Frequently, the abuse which amounts to attempts at cutting ahead in line for the precious vaccine is unintentional, authorities said.

The shared link problem starts when someone who qualifies for vaccination, and who pre-registered with their county, gets an official email from their local health department offering them an electronic link to get a vaccine appointment. However, after making that appointment, those qualified recipients will often email the link to family members and friends who don’t qualify, according to health officials.

Many of those unqualified people use the links to make appointments anyway.

"It gums up the process. We've been imploring people for the last several weeks not to share an appointment link.  If they get a link from us, that link is for them, and then only them. To me, it's like taking the vaccine away from your 92-year-old mother or grandmother ... or something like that," said Montgomery County Department of Health and Human Services spokesperson Mary Anderson.

Anderson said health workers scramble to dump unauthorized appointments from the system to clear the way for those who should be getting shots first.

Montgomery County is currently in the midst of attempting to vaccinate all residents in Group 1B, tier 1, which is all residents over age 75.

As of Wednesday, about 27,000 residents in the group have been vaccinated which represents about 37% of that category, according to Montgomery County.

Anderson says the root of this problem is that there is simply not enough vaccine to meet demand.

Credit: Getty Images

Maryland Congressman Anthony Brown says Maryland’s failure to create a one-stop online registration system for all residents is adding to the chaos.
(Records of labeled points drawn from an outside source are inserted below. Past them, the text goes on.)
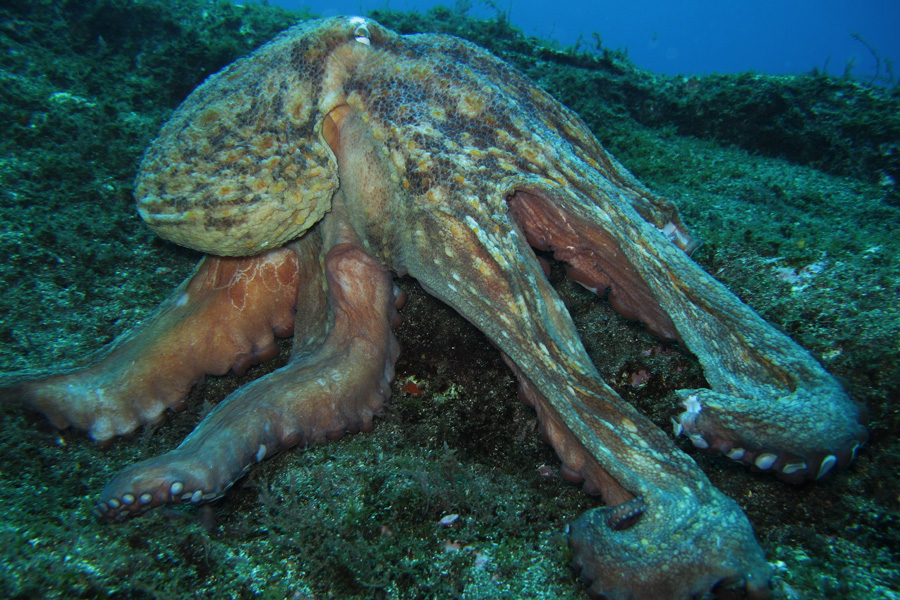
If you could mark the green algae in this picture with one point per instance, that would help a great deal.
(788, 180)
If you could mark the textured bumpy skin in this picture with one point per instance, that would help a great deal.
(428, 156)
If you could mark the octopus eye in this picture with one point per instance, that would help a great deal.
(361, 32)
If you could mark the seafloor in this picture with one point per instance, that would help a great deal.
(791, 182)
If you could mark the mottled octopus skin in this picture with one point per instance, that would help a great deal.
(342, 151)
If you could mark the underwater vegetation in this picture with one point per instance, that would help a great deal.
(799, 215)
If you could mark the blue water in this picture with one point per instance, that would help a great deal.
(696, 36)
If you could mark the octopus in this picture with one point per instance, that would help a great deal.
(342, 155)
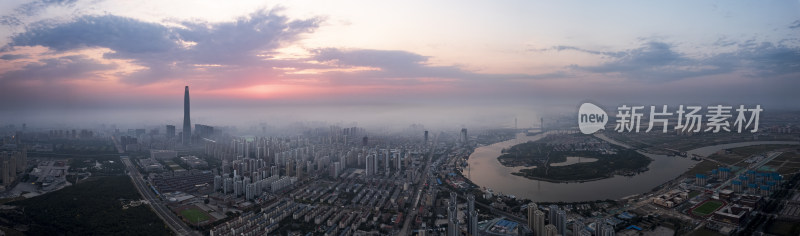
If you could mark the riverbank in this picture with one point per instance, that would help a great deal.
(487, 172)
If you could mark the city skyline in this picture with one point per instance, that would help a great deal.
(76, 57)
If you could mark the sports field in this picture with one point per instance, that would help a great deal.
(707, 208)
(194, 215)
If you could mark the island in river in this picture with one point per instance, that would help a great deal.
(543, 156)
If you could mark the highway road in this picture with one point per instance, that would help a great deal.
(172, 220)
(412, 214)
(162, 211)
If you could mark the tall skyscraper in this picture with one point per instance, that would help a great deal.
(550, 230)
(472, 227)
(187, 125)
(538, 222)
(170, 131)
(532, 207)
(561, 222)
(551, 213)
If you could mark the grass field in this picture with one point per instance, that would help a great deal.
(194, 215)
(707, 208)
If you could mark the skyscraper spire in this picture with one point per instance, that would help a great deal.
(187, 126)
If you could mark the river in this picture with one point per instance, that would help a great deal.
(485, 171)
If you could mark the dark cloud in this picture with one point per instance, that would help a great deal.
(405, 68)
(174, 52)
(121, 34)
(768, 59)
(33, 8)
(609, 54)
(56, 69)
(386, 59)
(795, 25)
(9, 57)
(657, 62)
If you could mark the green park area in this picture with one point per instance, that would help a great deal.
(620, 161)
(93, 207)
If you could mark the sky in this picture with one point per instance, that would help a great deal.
(463, 62)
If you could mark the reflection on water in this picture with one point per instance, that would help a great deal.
(574, 160)
(485, 171)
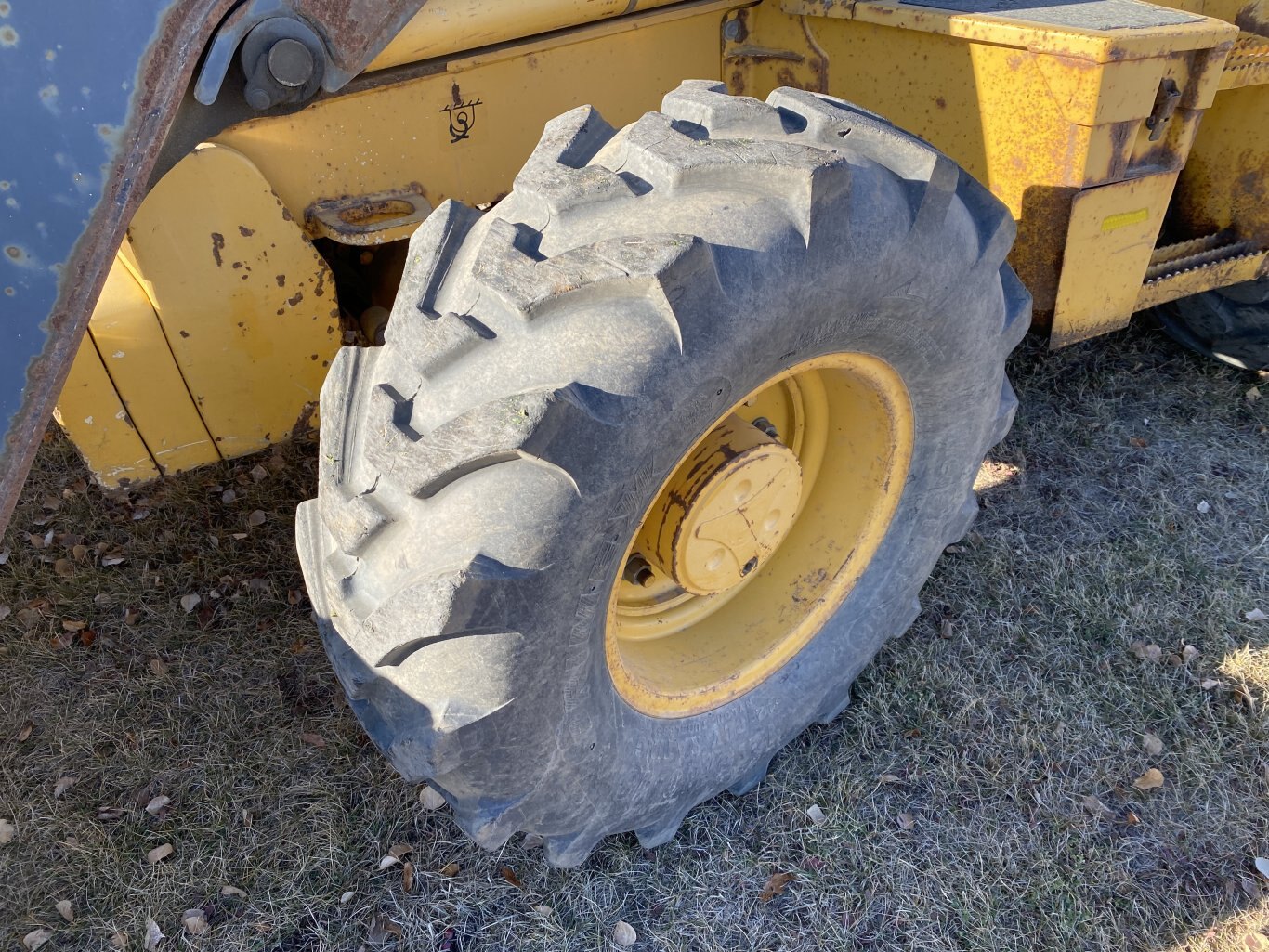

"It’s not a sustainable model to ask every Marylander to fill out multiple forms, on multiple websites with no assurance that they will actually secure an appointment," Brown said in a statement issued Wednesday.

Brown is demanding that Maryland should spend some of the federal funds now being sent to help on updating its computer system.

According to local health authorities, a computer system called PrepMod is also to blame. It’s a state-run vaccine registration system originally designed to get kids vaccinated for schools and was not designed to block link sharing, Anderson said.

Montgomery County Executive Marc Elrich released a statement on Friday evening regarding the issues surrounding vaccination appointments and clinics:

"Montgomery County-run vaccination sites are by appointment only and are currently focused on vaccinating residents who are in Priority Groups 1A and 1B, Tier 1 (residents 75 and older). As a result, County staff and volunteers turned away residents who did not meet that criteria..

It is extremely important that residents do not share the vaccination appointment links they receive with family, friends or neighbors. These links are intended ONLY for the recipient and not to share with others. It is also important to note that the County’s vaccination clinics are BY APPOINTMENT ONLY. This process allows us to better ensure that doses are distributed equitably.

We apologize for the inconvenience this situation may have caused. Going forward, we will improve signage at sites, so that residents have a better understanding of their eligible for vaccination. In addition, we are investigating ways to improve the check-in process to reduce wait times.

We understand that the vaccination process may be confusing and frustrating, and we continue to ask for your patience during this time. We will continue to do our best to reduce the challenges that the limited supply of the vaccine is causing."